Ferrara, IL MIO NOME È UNO ROSSO


nulla a che fare con "Il mio nome è Rosso" di Orhan Pamuk

 

Solo "da dentro" si capiva quanto il motto "Arbeit Macht Frei" (Il Lavoro Rende Liberi) sul cancello di Auschwitz fosse di satanica ironia. Col nazismo sconfitto, il Lavoro ha potuto tornare a rendere davvero liberi. Liberi dal bisogno, se non altro, oltre che dalla carenza di dignità. Adesso però succede che da noi il lavoro manchi, perché a Palazzo interessano più le astrazioni dei fatti. Essendo sopravvissuto un solo rapporto fra libertà e lavoro, significa che è l'ora d'aggiornare la segnaletica, cambiando l'ormai stucchevole dicitura "Città delle biciclette" con la più realistica "Città Libera dal Lavoro". Se ci fosse bisogno di conferme, basterebbe chiedere fra la folla di ferraresi disoccupati cosa ne pensano. Non son tutte qui le affinità concettuali fra la realtà odierna e quella concentrazionaria di Hitler: l'ospedale, deportato fuori città dai Gauleiter attuali, è soprattutto un profluvio di trigrammi, quelle sigle alfanumeriche a tre lettere indicanti "corpi" "settori" e "piani" da edificio penitenziario (ma non gli ettometri di deprimenti corridoi privi di scritte note), che ricordano tanto l'ordinamento dei lager basato su sigle dai sinistri contenuti come G.U., HKB, FKL, KGL, 14f13 e tante altre.

Per buona sorte, i trigrammi su cartongesso di Cona sono, sì, desolanti e monotoni, ma almeno senza intimidazioni. Intendendo ringraziare i Gauleiter sanitari perché si astengono dal palesarsi in divisa col frustino, si può far loro notare che l'esercitare l'autorità senza autorevolezza li accumuna agli inventori dell'acqua tiepida. In proposito, è di qualche utilità esaminare l'esempio seguente.

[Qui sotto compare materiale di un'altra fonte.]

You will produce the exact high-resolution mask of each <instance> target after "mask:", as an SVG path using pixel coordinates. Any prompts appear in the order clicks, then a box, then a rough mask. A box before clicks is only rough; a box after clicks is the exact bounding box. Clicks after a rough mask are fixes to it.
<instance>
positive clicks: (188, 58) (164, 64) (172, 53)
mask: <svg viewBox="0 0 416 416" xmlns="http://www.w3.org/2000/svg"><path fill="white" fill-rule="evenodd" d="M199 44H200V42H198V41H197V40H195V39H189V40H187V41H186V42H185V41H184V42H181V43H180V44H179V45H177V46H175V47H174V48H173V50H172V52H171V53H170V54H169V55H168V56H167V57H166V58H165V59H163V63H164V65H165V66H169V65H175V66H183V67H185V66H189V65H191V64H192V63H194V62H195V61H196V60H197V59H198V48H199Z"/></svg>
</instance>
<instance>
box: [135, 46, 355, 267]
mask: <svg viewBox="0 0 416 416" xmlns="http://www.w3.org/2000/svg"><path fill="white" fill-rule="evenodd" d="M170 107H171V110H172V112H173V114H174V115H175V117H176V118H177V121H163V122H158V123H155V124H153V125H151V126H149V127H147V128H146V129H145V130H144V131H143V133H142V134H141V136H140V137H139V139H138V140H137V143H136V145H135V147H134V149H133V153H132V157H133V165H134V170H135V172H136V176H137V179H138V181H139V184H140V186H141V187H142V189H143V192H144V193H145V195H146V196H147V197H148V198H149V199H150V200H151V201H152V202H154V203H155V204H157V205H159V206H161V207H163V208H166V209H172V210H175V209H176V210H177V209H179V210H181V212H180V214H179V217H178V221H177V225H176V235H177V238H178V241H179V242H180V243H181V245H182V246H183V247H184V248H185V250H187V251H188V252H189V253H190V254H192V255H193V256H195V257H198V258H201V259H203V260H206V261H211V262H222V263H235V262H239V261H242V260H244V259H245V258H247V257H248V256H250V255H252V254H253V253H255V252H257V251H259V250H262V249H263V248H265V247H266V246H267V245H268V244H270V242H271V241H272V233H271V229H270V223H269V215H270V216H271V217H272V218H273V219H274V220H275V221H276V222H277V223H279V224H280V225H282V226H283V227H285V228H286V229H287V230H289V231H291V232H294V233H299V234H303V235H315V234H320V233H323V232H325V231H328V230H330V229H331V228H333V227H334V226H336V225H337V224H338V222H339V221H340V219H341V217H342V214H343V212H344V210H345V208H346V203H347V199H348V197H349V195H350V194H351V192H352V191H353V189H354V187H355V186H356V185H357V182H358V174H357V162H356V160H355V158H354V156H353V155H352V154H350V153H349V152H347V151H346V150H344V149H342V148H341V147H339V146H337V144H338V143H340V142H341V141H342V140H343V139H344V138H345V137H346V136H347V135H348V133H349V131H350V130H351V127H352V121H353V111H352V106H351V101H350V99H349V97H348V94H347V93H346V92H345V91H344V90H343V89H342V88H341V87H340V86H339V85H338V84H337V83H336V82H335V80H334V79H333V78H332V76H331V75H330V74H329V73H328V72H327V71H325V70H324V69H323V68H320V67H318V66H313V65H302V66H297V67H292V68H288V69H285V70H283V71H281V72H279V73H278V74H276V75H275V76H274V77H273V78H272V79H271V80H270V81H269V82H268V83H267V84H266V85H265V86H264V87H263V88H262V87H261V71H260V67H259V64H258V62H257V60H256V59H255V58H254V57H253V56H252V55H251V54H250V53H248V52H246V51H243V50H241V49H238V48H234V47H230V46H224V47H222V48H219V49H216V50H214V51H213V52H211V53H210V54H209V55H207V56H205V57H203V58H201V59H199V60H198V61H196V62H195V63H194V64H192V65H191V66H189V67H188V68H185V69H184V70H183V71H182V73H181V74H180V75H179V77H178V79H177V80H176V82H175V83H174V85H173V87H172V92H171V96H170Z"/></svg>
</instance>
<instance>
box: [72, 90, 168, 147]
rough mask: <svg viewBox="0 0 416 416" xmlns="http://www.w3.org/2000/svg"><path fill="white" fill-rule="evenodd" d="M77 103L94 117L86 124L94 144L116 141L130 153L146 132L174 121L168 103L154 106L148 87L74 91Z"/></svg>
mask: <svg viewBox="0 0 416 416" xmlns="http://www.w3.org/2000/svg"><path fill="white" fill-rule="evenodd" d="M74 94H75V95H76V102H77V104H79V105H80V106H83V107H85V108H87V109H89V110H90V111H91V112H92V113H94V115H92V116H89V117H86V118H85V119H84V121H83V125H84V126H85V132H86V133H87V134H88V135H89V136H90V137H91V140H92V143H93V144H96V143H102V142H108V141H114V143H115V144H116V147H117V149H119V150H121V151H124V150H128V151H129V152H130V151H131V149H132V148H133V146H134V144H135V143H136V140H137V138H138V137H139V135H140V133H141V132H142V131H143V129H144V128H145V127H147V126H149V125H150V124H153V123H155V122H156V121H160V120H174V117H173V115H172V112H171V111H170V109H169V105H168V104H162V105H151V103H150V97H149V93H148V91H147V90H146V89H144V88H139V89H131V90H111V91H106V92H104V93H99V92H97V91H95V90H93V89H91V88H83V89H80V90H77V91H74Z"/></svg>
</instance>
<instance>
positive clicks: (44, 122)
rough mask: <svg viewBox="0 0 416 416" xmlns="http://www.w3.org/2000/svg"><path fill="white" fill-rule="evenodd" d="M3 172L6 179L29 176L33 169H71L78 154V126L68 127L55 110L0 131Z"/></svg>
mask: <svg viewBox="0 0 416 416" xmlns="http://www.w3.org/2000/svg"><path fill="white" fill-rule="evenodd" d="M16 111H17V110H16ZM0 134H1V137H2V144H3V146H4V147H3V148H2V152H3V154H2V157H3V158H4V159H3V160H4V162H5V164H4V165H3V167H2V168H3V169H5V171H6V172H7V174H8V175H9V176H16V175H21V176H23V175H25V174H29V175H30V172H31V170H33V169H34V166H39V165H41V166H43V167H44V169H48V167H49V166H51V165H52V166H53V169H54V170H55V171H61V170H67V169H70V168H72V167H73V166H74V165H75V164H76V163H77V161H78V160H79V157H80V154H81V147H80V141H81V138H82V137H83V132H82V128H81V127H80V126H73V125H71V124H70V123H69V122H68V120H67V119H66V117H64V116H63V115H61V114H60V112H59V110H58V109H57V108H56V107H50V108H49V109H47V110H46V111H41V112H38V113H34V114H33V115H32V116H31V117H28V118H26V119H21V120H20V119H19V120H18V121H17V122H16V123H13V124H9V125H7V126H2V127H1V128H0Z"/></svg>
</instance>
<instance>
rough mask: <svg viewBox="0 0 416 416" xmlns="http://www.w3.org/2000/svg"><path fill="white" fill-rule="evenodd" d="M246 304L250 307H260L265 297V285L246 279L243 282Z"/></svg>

I dispensatori di numerini salvacode suddivisi per tipologie e associati ai pannelli luminosi impiegati alla USL di via Cassoli svolgono alla perfezione il loro compito: non c'è bisogno di migliorarli, vanno bene come sono. Anche nell'ospedale campestre di Cona andrebbero bene, se ci fossero. Ma non ci sono: qualche animo da kapò, con la scusa della privacy, ha deciso più o meno consciamente di ricalcare in parte la vicenda dei numeri tatuati sul braccio e i contrassegni colorati sulle casacche degli Haftling per privarli dell'identità umana e distinguerli in categorie di reclusione. Niente d'irreversibile, s'intende: numeri e colori attribuiti alla gente sono estemporanei, valgono solo per la giornata della visita, stampati sul foglio che consente l'accesso agli ambulatori per chiamata vocale gridata alle sale d'attesa gremite.

Ed è così che, sotto un grande monitor perennemente spento alla parete, mi sono sentito chiamare a gran voce: "UNO ROSSO, venga!"

In buona sostanza, sia pure con infinita e decrescente gradualità, ci sono sempre delle vittime: nei lager, chi per dignità si ribellava al tatuaggio finiva seviziato e ucciso; qui, se la stessa dignità spinge a rispondere: "Uno Rosso sarai tu, imbecille", si viene denunciati e condannati.

Il sonno della ragione genera sempre dei kapò. E li tutela.